Doctors step up campaign for paediatrician imprisoned for a year without trialBMJ 2008; 336 doi: https://doi.org/10.1136/bmj.39588.419745.DB (Published 22 May 2008) Cite this as: BMJ 2008;336:1155
An international campaign for the release of an Indian paediatrician jailed for more than a year in the central Indian state of Chhattisgarh has gained momentum, but doctors in India believe the movement needs to intensify its efforts.
The state government arrested Binayak Sen on 14 May 2007, applying anti-terrorist laws and accusing him of helping an unlawful organisation and smuggling letters from an imprisoned Maoist leader (BMJ 2007;334:1184, doi:10.1136/bmj.39237.523206.4E).
Public health professionals and human rights organisations worldwide have issued joint appeals seeking Dr Sen’s release and calling for a speedy, fair trial. Twenty two Nobel laureates wrote to the federal and state governments of India earlier this month, requesting that while the judicial process moves forward, the doctor be freed “to continue his important medical work.”
The Global Health Council, an alliance of public health organisations, has awarded Dr Sen the 2008 Jonathan Mann award for global health and human rights.
“We’re only asking that Sen be treated with dignity and be given a fair trial,” said George Chandy, professor of gastroenterology at the Christian Medical College in the southern town of Vellore where Sen had studied medicine and paediatrics.
“We’ve been citing Sen’s work to our students, hoping it inspires young graduates to go and work for the needy,” Dr Chandy told the BMJ. “We believe he’s inspired a number of young people who’re serving in rural areas now.”
After medical school and a stint as faculty member of community health at the Jawaharlal Nehru University, New Delhi, Dr Sen moved to rural central India where he initially worked with mine workers, helping them set up a hospital.
Since the early 1990s, Dr Sen has been in Chhattisgarh where he helped spearhead a village health worker programme that has been replicated nationwide over the past two years under the national rural health mission.
Dr Sen, however, had been urging the Chhattisgarh government to respect human rights in its campaign against armed Maoists called naxalites, highlighting human rights violations such as torture and extrajudicial killings.
“Sen appears to be a victim of the Chhattisgarh government’s attempt to silence those who criticise its policies and failure to protect human rights in its fight against the naxalites,” said Brad Adams, Asia director of Human Rights Watch.

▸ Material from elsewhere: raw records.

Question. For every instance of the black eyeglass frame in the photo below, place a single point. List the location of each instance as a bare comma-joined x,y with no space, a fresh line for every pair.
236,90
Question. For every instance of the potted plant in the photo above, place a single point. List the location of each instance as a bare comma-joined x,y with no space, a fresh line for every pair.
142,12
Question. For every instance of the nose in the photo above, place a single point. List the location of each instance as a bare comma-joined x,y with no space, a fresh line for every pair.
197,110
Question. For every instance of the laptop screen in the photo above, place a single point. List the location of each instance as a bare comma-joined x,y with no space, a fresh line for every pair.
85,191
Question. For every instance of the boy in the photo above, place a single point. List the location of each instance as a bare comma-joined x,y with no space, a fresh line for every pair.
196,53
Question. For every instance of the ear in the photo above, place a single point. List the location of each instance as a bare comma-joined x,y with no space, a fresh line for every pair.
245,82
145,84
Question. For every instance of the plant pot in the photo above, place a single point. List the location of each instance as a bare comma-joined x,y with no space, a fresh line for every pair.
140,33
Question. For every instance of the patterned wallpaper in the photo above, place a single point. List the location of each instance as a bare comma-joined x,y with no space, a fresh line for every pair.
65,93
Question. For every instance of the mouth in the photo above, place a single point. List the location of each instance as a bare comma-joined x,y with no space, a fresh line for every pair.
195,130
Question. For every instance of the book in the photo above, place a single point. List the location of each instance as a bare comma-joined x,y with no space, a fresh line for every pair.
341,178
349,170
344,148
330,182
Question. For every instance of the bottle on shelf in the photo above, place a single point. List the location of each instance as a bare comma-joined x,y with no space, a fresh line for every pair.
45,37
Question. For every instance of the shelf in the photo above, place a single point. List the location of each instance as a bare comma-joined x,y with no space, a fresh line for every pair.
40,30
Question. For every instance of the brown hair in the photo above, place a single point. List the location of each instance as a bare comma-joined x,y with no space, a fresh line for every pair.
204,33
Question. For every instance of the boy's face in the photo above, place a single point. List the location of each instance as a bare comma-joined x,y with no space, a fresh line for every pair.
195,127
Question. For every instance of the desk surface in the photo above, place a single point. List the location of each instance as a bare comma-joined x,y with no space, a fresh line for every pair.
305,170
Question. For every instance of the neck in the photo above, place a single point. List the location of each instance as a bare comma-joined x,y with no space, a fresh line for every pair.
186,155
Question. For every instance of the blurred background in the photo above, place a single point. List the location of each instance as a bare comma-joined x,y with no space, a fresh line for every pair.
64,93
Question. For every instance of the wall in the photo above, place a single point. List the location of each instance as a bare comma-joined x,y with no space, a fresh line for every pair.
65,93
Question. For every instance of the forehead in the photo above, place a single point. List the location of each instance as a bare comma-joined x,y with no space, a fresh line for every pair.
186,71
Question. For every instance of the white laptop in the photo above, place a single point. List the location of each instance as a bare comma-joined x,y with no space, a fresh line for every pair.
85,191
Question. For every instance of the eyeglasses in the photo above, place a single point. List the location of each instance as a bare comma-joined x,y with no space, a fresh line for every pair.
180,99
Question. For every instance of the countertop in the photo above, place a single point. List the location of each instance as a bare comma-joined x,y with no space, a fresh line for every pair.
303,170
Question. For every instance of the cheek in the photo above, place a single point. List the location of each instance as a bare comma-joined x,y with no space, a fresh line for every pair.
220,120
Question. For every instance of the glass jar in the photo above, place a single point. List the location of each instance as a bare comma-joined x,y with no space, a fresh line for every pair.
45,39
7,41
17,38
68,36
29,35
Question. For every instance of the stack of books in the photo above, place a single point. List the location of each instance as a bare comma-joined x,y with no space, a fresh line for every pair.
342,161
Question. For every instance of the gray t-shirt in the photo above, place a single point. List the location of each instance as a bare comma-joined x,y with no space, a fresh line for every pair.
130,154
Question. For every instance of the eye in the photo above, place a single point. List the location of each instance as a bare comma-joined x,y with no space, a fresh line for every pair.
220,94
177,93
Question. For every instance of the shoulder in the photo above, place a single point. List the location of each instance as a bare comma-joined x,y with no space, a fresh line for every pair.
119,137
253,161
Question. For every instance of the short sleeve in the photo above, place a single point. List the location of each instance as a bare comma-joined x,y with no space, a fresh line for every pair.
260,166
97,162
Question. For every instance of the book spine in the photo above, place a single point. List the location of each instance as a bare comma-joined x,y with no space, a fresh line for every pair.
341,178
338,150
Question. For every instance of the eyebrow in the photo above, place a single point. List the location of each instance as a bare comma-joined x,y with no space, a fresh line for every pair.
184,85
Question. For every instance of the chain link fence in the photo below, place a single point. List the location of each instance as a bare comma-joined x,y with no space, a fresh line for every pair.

“The campaign for Sen has primarily remained outside Chhattisgarh,” said Yogesh Jain, a paediatrician and member of a team of doctors preparing a report that will highlight Sen’s contributions to public health in Chhattisgarh, and the harm to local communities caused by his imprisonment. “The campaign needs more support from medical professionals,” Jain told the BMJ.
Sen’s supporters believe his approach to community health has transcended the standard diagnosis, treatment, and prevention strategies practised in medicine.
“For some doctors, service to the community is mending bodies and minds; others focus on prevention of disease, and issues such as nutrition and sanitation. Sen also looked at the impact of social disruption on the health of the people,” said Dr Jain.
Four years ago, the Christian Medical College had awarded Dr Sen the Paul Harrison award, the highest honour the college bestows on former graduates for community service. In its citation, the college said: “He has broken the mould and redefined the possible role of the doctor in a broken and unjust society, holding the cause more precious than personal safety.”